The daring tale of the Born to Run leather jacket

The daring tale of the Born to Run leather jacket

This is the extraordinary story of the leather jacket worn by Bruce Springsteen on the cover of Born to Run, the masterpiece released 50 years ago. As Springsteen: Deliver Me From Nowhere, the new biopic on the Boss, opens in the United States, the New York Post has retraced the almost unbelievable tale of the leather jacket worn by the American rocker on the iconic sleeve of his 1975 album. Bought for just $30, today the jacket could be worth more than $1 million.

Rock and leather

The Born to Run jacket is just one of many leather jackets that have shaped music history. They were staples in the wardrobes of Elvis Presley, the Ramones, the Sex Pistols, Jimi Hendrix and, more recently, Madonna and Michael Jackson. These are just a handful of examples—there are hundreds more. Yet the Born to Run jacket has a particularly curious backstory, pieced together half a century later.

The Born to Run jacket

In 1975, Springsteen’s then-manager Mike Appel unearthed an old leather jacket from his attic and handed it to the 25-year-old rocker. It was a perfect fit. The Boss wore it during the photoshoot for the album cover (the booklet of the 2005 special edition includes three outtakes from the session) and kept it on throughout the tour. Then, the jacket vanished. It reappeared, seemingly out of nowhere, in 2010 at Cleveland’s Rock and Roll Hall of Fame. Nobody seemed to know how it got there.

An incredible journey

At first glance, the Born to Run jacket looked like a Schott NYC creation, the label favoured by rockers. But according to The New York Post, it was most likely a generic leather design made by a manufacturer for the Montgomery Ward department stores. Springsteen later admitted to his manager that he had given the jacket to a girlfriend at the time, Joy Hannan.

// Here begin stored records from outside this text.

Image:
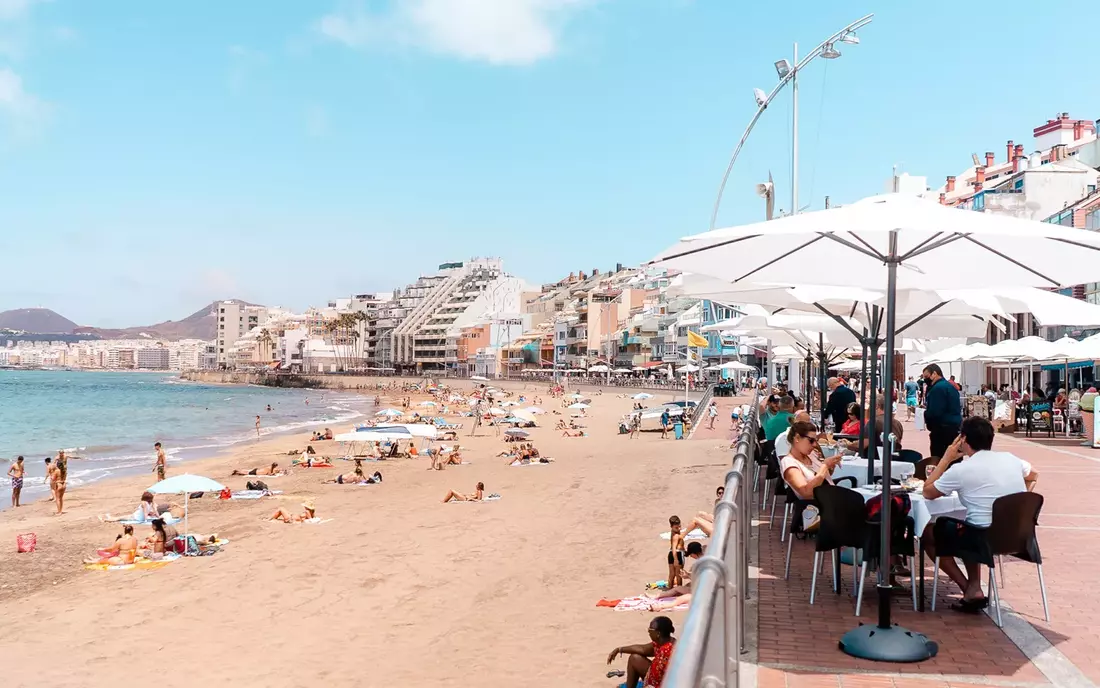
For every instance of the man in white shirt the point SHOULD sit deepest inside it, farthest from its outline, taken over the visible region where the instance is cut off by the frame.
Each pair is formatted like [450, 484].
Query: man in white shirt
[978, 480]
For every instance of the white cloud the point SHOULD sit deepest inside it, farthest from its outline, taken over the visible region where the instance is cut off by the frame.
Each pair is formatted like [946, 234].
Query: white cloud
[317, 121]
[24, 111]
[516, 32]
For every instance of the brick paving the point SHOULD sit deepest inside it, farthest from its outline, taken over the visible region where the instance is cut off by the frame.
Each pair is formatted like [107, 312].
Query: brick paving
[796, 642]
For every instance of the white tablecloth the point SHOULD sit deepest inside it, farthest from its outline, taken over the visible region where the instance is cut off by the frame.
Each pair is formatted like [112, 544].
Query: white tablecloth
[857, 468]
[925, 511]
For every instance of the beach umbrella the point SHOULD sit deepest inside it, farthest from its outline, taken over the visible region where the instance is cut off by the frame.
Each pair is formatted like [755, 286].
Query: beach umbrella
[185, 484]
[862, 246]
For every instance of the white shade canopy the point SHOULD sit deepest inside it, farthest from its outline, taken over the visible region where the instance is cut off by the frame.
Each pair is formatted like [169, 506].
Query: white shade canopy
[846, 247]
[186, 482]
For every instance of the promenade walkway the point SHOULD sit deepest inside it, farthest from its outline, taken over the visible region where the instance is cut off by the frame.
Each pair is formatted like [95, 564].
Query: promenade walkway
[795, 643]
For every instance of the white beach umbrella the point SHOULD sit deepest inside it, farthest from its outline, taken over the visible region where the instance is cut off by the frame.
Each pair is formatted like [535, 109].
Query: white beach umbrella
[892, 242]
[185, 484]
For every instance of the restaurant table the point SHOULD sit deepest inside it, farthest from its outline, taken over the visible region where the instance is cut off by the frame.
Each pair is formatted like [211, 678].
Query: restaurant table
[923, 512]
[857, 468]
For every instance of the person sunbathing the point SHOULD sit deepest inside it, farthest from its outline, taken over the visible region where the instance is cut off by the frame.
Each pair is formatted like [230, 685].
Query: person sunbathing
[286, 516]
[458, 497]
[146, 511]
[270, 470]
[122, 552]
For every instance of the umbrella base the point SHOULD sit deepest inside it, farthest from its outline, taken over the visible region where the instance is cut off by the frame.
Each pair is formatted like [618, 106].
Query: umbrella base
[893, 644]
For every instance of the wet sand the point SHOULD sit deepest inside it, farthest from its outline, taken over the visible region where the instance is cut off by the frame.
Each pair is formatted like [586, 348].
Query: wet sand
[398, 589]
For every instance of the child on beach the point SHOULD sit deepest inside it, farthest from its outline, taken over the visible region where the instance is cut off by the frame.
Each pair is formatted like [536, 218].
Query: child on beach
[675, 553]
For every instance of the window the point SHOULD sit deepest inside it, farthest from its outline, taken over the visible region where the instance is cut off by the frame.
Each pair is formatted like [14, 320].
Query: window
[1092, 220]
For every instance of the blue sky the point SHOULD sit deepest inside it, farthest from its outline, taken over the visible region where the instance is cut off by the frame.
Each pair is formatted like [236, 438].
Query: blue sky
[157, 155]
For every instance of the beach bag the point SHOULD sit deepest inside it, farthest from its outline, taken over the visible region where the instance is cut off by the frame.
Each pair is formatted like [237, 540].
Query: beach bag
[25, 543]
[811, 519]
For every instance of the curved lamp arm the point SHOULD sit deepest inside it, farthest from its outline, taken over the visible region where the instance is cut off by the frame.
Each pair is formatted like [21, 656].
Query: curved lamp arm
[790, 75]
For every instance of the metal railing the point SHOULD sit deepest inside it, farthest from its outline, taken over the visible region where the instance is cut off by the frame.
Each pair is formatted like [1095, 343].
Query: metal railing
[712, 639]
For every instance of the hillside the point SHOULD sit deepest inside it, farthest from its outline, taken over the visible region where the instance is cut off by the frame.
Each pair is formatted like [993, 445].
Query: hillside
[42, 320]
[202, 324]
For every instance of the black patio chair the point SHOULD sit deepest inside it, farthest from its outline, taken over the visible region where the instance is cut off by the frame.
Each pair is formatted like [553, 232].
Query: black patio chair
[1011, 533]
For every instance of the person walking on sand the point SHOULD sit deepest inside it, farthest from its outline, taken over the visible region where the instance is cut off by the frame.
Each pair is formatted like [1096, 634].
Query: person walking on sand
[162, 461]
[15, 471]
[62, 476]
[52, 478]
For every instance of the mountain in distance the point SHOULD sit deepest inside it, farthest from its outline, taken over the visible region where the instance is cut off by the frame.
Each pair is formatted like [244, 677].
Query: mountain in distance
[202, 324]
[40, 320]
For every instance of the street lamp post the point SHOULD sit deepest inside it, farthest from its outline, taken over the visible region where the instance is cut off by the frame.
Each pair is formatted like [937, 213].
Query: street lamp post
[789, 73]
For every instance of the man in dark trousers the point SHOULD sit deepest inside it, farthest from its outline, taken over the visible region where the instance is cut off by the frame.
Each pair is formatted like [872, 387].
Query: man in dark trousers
[943, 411]
[838, 400]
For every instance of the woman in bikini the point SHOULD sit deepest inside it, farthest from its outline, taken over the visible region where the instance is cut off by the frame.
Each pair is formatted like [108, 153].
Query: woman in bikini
[458, 497]
[62, 472]
[122, 552]
[286, 516]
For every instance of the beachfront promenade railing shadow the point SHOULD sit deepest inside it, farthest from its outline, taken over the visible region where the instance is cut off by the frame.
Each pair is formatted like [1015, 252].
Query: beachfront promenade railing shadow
[712, 640]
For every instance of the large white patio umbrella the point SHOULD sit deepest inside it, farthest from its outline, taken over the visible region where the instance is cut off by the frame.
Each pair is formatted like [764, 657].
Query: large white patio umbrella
[894, 241]
[185, 484]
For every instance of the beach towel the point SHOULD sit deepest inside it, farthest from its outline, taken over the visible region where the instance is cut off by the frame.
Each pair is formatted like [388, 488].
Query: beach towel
[640, 603]
[168, 520]
[696, 534]
[253, 494]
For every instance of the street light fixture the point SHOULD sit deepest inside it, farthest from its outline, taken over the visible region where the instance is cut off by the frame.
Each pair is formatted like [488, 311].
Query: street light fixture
[790, 74]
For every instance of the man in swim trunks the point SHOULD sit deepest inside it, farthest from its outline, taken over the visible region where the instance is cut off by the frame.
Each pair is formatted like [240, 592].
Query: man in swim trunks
[162, 461]
[15, 472]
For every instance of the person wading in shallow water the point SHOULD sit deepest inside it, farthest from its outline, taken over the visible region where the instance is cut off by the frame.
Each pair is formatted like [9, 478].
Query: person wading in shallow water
[62, 471]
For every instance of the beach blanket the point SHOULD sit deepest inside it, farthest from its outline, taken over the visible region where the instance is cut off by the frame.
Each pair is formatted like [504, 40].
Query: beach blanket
[640, 603]
[253, 494]
[696, 534]
[168, 520]
[140, 564]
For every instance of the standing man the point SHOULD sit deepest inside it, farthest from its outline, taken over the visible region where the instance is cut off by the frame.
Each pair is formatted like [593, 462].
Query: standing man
[162, 461]
[943, 412]
[15, 472]
[910, 397]
[838, 400]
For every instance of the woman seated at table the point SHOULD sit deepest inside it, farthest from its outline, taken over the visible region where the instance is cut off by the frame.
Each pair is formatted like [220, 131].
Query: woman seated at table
[879, 422]
[803, 469]
[853, 425]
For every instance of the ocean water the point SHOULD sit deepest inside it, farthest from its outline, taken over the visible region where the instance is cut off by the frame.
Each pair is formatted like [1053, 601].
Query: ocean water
[110, 421]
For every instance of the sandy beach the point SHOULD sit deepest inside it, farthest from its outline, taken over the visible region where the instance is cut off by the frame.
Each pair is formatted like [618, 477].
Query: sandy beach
[397, 589]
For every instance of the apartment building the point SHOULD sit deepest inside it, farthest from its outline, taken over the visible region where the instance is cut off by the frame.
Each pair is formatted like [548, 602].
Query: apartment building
[234, 320]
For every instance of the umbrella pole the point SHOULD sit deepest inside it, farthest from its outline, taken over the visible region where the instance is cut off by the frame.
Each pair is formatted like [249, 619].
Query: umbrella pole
[884, 642]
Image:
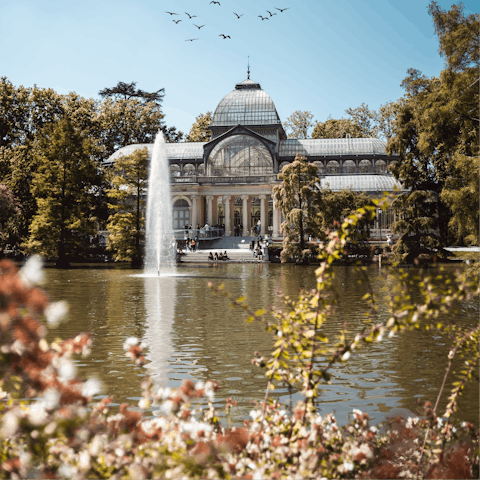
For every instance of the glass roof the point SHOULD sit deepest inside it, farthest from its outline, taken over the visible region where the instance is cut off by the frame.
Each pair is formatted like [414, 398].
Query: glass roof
[331, 146]
[248, 104]
[240, 155]
[175, 151]
[361, 183]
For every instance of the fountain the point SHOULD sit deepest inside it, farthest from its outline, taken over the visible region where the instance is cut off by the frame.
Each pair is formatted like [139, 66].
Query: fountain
[160, 240]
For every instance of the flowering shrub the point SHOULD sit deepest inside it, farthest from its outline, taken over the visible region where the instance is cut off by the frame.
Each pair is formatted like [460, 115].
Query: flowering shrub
[48, 422]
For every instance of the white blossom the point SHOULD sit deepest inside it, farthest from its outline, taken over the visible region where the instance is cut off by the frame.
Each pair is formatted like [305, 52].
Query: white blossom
[10, 425]
[167, 407]
[37, 413]
[51, 398]
[65, 471]
[84, 460]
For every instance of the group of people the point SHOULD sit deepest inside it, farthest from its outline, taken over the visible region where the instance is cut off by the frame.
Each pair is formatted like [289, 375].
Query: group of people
[218, 256]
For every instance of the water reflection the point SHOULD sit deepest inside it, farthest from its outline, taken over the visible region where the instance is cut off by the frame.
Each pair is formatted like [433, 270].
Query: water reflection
[160, 295]
[192, 333]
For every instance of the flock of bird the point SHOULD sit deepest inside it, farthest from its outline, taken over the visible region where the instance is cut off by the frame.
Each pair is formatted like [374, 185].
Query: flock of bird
[281, 10]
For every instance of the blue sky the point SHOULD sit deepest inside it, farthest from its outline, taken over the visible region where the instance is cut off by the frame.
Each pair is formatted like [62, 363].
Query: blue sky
[322, 56]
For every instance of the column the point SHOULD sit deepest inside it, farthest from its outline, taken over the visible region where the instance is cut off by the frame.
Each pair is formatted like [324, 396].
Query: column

Though the two eventually went their separate ways, Joy kept the jacket safe for decades, never once tempted to sell it for what could have been up to $1 million. In 2010, she donated it to the Cleveland museum. Twelve years later, however, she asked to borrow it briefly in order to return it, in person, to the Boss. After a commemorative photo, the jacket—originally bought for no more than $30 by Mike Appel’s mother—was handed back to the museum. For now, the daring tale of the Born to Run leather jacket ends there.